The investors, however, view the claim as a part of NSEL's legal game, which has a sole purpose of delaying the entire matter.

Arun Dalmia, secretary, NSEL Investors Forum, told dna, "NSEL and its promoters are trying their best to delay the merger process. As far as KYC is concerned, each and every investor has provided their details to the income-tax department in 2013 itself.

"These are ideas generated by their legal team, to manage FTIL shareholders and NSEL investors.
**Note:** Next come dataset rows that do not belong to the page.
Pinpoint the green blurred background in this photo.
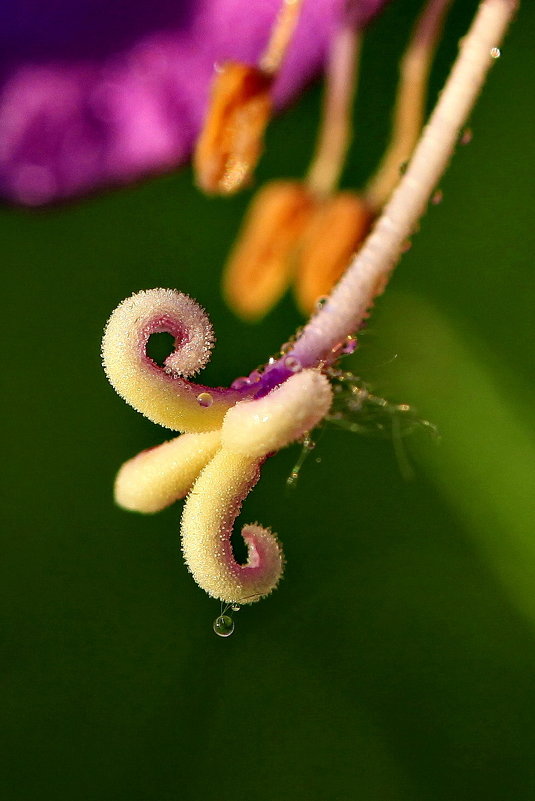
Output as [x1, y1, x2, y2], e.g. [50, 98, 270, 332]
[0, 0, 535, 801]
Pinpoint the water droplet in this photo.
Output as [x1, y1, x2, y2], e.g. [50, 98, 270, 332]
[342, 334, 357, 353]
[197, 392, 214, 408]
[459, 128, 474, 145]
[284, 356, 301, 373]
[214, 615, 234, 637]
[230, 376, 249, 389]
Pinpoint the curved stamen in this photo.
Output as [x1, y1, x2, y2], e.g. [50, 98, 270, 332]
[182, 370, 332, 603]
[102, 289, 251, 432]
[182, 448, 283, 603]
[114, 431, 221, 513]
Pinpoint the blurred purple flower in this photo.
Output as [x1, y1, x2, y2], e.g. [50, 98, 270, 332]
[0, 0, 386, 205]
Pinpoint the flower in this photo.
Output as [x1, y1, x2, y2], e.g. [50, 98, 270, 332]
[102, 0, 516, 620]
[0, 0, 385, 205]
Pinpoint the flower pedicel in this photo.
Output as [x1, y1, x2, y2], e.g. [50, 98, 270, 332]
[102, 0, 517, 636]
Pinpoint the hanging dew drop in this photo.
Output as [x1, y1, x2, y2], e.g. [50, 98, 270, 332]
[197, 392, 214, 408]
[213, 615, 234, 637]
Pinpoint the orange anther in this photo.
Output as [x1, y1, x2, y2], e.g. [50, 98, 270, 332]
[193, 62, 273, 195]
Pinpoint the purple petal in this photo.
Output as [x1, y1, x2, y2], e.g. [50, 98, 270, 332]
[0, 0, 385, 205]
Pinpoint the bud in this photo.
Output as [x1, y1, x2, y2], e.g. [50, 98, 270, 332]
[295, 192, 374, 315]
[193, 62, 273, 195]
[223, 181, 315, 320]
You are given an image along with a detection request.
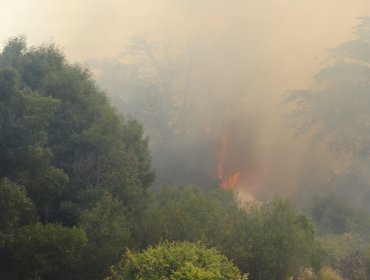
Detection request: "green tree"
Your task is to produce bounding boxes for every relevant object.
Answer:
[106,242,247,280]
[133,187,322,280]
[0,37,154,225]
[0,178,37,244]
[79,194,133,279]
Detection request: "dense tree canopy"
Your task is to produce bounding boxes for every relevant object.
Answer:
[0,37,153,279]
[106,242,247,280]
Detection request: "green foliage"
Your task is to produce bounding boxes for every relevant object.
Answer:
[0,37,154,225]
[319,267,343,280]
[0,37,154,279]
[319,233,369,280]
[79,194,133,279]
[310,196,355,234]
[0,223,86,279]
[134,187,322,279]
[0,178,37,244]
[106,242,247,280]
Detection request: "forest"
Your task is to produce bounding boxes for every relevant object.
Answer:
[0,17,370,280]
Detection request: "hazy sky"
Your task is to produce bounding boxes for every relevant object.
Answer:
[0,0,370,98]
[0,0,370,200]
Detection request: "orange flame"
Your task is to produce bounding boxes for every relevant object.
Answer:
[217,134,241,190]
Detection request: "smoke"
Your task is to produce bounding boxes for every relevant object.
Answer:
[0,0,370,201]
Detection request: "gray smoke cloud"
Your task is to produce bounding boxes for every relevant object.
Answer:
[0,0,370,202]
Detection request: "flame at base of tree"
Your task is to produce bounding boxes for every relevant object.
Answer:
[217,134,241,190]
[220,171,240,190]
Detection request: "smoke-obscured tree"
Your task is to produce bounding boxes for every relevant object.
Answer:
[134,187,322,280]
[0,37,153,225]
[0,178,38,244]
[285,17,370,208]
[89,37,240,185]
[106,242,248,280]
[0,223,86,280]
[79,194,133,280]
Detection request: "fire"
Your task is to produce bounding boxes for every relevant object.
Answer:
[217,134,241,190]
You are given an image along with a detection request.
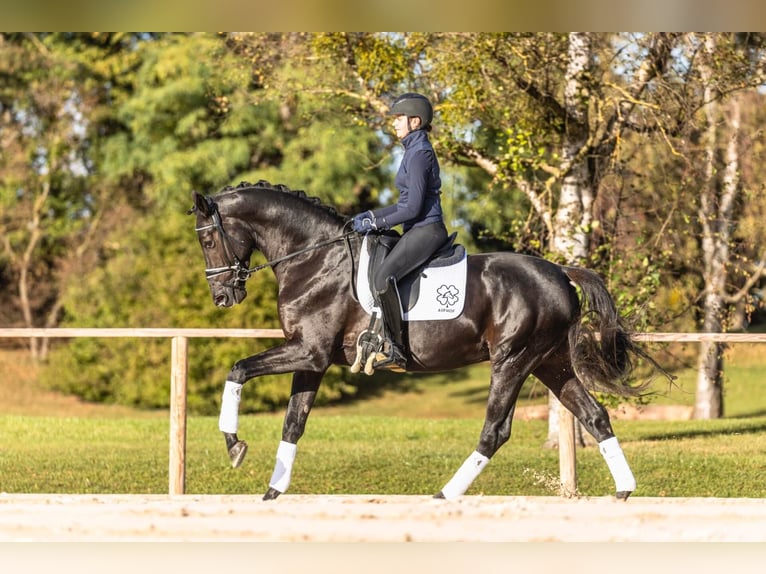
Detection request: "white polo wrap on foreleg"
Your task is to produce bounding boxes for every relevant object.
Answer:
[598,436,636,492]
[269,441,298,492]
[442,451,489,500]
[218,381,242,433]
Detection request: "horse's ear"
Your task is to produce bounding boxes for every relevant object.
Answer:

However, Pankaj Saraf's case is surprising for all of us," said Dalmia.

Pankaj Saraf is an investor on whose complaint Economic Offences Wing of Mumbai police filed the FIR in the Rs 5,600 crore NSEL scam, according to Ketan Shah-led NSEL investors' action group.

On Sunday, NSEL investors questioned the agreement between Ram Naresh Saraf and Primezone Developers, a firm floated by former CFO of defaulter PD Agro.

The group alleged that the deal, in which Primezone has purchased the dues of Saraf for Rs 54 lakh, is a clear attempt of FTIL to bribe the first informant to influence the probe.

Strangely, NSEL which is supposed to give duped investors money back, claimed that no investors are interested in supporting the recovery of money from 24 defaulters, to whom the money trail is clearly established by the EOW of Mumbai police.

In a press release on Monday, NSEL said, "It is suspected that leaders of vested interest groups may be receiving money from defaulters and plan to extract money from FTIL. The exchange also claimed the close nexus between trading clients, brokers and defaulters."

dna has learnt that so far that NSEL has managed to disburse Rs 527 crore to the account of NSEL investors, which are mostly small investors who have invested below Rs 5 lakh in the commodity exchange.

So far, EOW has attached Rs 6,000 crore of assets -- both movable and immovable. The assets attached by EOW can only be liquidated and auctioned by the special Maharashtra Protection of Interest of Depositors (MPID) court.